Further development of the G.M. Hive 2001-2003

The principle of containing the brood nest of a colony within a volume 9" square and 18" deep as a method of controlling varroa mite reproduction has already been evaluated in the "Varroa Experiment" A method of containing the brood nest of a colony within this volume by the use of queen excluder has also been documented in "The Development of the GM Hive".

Photo 1
Photo 1

This report is a continuation of that development. A swarm was placed in a "GM" hive on the 21st June 2001 and its progress recorded by taking weekly varroa drop readings and photographs of the comb development.

The object of the experiment was to see whether bees would store honey in frames suspended either side of the queen excluder cage when housed within a conventional hive body.

Photo 2
Photo 2

As one might expect the colony filled the 9"x 9"x 18" cage during 2001 and successfully survived the winter to commence 2002 in good health. (Photo No1, showing the cage removed from the hive, refers)

Photo 3
Photo 3

During 2002 the colony expanded into the 6" space below the entrance (Photos 2 and 3 refer) before deciding to draw out and fill the back to back frames hung outside the queen excluder cage. (Photo No4 refers).

Photo 4
Photo 4

The colony swarmed on the 19th June 2002.
Unfortunately these bees built downward until they met the floor before expanding outside the constraints imposed by the cage. This is a pity because maintenance of the 6" space between the underside of the comb and the floor may be of some importance. One difficulty of housing bees in HT and GM hives is their life expectancy.
The actual duration of feral colonies is difficult to ascertain as bees will hang about an abandoned nest until it is eventually recolonized.

The life history of swarms housed in HT and GM hives since 1997 is shown in Fig 1.
None of the colonies perished due to varroa infestation but as no treatment of any sort had been given, such periods of existence question the validity of such apicultural management. Back in the 1850s the reduction of the size of bees reared in very old comb was considered to be significant and undesirable due to the reduction of stamina and carrying capacity. They were considered to be dwarfs and unproductive. Swarms from very old stock and bred in contracted cells were generally found to be of small size and insignificant in numbers. Skep housed bees were observed to become small and unproductive in as little as 3 years.
One method to overcome this was to cut out half of the comb one year and the remainder the next. One stock treated in this manner is said to have been kept for 60 years. (Source-Beekeeping New and Old)

Duration of Colony Life 1997 to 2004
Fig 1. Duration of Colony Life 1997 to 2004

The production of natural comb in quantity each year therefore may be a requirement for healthy bees and was lost when moveable frame hives were introduced.

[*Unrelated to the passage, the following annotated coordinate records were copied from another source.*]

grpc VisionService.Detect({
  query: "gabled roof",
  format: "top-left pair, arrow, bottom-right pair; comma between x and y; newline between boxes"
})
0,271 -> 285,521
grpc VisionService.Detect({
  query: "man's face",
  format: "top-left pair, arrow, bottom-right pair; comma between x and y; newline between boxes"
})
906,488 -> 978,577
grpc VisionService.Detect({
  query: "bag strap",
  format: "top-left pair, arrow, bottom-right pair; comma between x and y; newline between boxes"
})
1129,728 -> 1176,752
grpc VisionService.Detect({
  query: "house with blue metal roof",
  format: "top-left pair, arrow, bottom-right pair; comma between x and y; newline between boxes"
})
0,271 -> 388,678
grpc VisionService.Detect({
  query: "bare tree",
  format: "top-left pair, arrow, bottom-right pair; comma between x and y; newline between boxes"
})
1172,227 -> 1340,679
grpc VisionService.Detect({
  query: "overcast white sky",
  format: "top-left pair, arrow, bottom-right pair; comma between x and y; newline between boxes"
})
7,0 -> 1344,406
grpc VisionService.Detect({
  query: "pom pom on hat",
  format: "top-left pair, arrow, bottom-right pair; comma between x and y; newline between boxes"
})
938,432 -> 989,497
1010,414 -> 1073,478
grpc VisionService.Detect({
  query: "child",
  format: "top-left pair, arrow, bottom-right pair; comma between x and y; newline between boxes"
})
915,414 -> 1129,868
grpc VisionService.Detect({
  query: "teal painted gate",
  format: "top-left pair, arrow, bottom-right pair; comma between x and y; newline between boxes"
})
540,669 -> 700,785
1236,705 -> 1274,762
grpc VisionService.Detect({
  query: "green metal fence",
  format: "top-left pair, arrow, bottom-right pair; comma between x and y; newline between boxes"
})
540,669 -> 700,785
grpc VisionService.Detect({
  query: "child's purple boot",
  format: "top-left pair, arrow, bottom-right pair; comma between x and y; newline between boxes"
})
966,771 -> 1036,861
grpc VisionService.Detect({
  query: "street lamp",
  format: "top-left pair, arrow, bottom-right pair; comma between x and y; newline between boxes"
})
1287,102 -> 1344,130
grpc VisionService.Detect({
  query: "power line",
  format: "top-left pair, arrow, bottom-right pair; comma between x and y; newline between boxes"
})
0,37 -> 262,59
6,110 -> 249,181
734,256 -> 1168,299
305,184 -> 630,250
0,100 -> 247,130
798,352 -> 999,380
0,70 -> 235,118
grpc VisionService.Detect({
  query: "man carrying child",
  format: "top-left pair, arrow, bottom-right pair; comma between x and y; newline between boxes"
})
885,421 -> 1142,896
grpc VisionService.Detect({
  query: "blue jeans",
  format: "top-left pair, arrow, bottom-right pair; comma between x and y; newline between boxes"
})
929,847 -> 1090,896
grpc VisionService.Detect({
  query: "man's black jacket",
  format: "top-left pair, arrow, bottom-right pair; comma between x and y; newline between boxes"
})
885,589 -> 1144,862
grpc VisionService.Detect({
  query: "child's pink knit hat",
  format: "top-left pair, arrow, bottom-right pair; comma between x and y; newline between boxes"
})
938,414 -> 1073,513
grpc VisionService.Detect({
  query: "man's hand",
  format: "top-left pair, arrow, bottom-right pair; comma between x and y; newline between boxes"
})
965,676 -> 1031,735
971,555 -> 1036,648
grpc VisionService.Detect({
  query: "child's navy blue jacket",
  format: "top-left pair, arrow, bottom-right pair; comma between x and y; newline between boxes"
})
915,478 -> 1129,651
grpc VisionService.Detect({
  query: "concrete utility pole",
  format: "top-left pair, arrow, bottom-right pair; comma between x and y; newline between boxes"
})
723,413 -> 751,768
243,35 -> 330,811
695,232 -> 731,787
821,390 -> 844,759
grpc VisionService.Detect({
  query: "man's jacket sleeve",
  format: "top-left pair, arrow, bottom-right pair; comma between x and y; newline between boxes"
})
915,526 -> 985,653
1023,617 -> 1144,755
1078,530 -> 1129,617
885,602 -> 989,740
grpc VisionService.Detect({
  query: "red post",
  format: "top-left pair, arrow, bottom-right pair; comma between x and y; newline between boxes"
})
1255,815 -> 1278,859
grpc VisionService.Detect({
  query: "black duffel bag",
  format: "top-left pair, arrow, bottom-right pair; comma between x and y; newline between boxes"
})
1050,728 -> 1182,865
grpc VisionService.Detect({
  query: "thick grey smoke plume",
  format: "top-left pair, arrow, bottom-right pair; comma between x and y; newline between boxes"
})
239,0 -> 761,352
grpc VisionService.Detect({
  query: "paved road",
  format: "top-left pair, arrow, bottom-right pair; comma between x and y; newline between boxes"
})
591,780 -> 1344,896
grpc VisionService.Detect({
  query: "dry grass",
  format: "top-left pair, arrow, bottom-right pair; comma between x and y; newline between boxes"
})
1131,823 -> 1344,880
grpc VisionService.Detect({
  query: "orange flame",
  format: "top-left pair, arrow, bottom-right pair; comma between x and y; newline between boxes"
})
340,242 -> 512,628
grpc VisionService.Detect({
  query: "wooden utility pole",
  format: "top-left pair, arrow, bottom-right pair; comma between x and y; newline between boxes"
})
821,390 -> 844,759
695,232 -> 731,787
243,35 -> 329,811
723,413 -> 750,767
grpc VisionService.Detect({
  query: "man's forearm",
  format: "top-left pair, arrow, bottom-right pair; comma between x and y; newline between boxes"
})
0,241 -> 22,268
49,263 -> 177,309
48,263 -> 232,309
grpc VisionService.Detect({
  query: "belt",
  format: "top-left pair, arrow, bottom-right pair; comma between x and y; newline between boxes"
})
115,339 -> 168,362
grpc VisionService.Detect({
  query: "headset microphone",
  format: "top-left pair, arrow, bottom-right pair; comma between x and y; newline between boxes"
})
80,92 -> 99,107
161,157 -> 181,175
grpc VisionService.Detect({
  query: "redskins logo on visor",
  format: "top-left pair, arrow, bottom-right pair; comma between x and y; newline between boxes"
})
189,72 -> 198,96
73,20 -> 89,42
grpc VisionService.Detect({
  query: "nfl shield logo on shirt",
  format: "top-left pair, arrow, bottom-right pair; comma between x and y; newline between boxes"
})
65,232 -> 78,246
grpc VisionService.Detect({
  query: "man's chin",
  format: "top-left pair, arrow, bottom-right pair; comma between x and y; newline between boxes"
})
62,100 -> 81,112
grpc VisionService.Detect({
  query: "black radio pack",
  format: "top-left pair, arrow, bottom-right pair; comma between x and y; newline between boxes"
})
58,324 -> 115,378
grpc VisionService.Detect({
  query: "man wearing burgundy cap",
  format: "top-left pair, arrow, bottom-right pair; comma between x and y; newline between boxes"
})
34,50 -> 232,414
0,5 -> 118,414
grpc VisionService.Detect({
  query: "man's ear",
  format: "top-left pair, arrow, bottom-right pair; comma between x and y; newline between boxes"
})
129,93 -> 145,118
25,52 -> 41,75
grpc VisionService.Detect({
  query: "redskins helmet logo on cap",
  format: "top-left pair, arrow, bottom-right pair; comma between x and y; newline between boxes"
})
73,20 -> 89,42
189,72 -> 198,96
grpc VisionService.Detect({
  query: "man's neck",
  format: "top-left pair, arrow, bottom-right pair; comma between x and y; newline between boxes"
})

Awareness of bee diseases also increased at this time. Although the queen excluder cage system within a conventional hive worked with a certain amount of success, close observation of the brood comb was not possible and the yield would always be low.

No matter, the brood nest shape, the position of the entrance, the sizeable gap beneath the comb, the use of natural comb, produces healthy and disease free bees, or as the disease testing man puts it "The sample that you sent me was free of etc, etc". So, let us proceed in an even more simplistic manner. We will harvest only natural comb and adopt a system of renewing the brood comb each year to increase colony life expectancy, make inspection for AFB and EFB unnecessary and allow bees the opportunity of containing all those other diseases by providing them with a stress free environment.

An idealistic world? - not at all, the system is currently under evaluation, it even has a name, "Biannual Beekeeping". This form of apicultural management avoids the cost of medication, the need for elaborate equipment and provides cut comb.

Beekeeping could once again become a profitable and a pleasant pastime. Needless to say a report on "Biannual Beekeeping" will be made available in due course.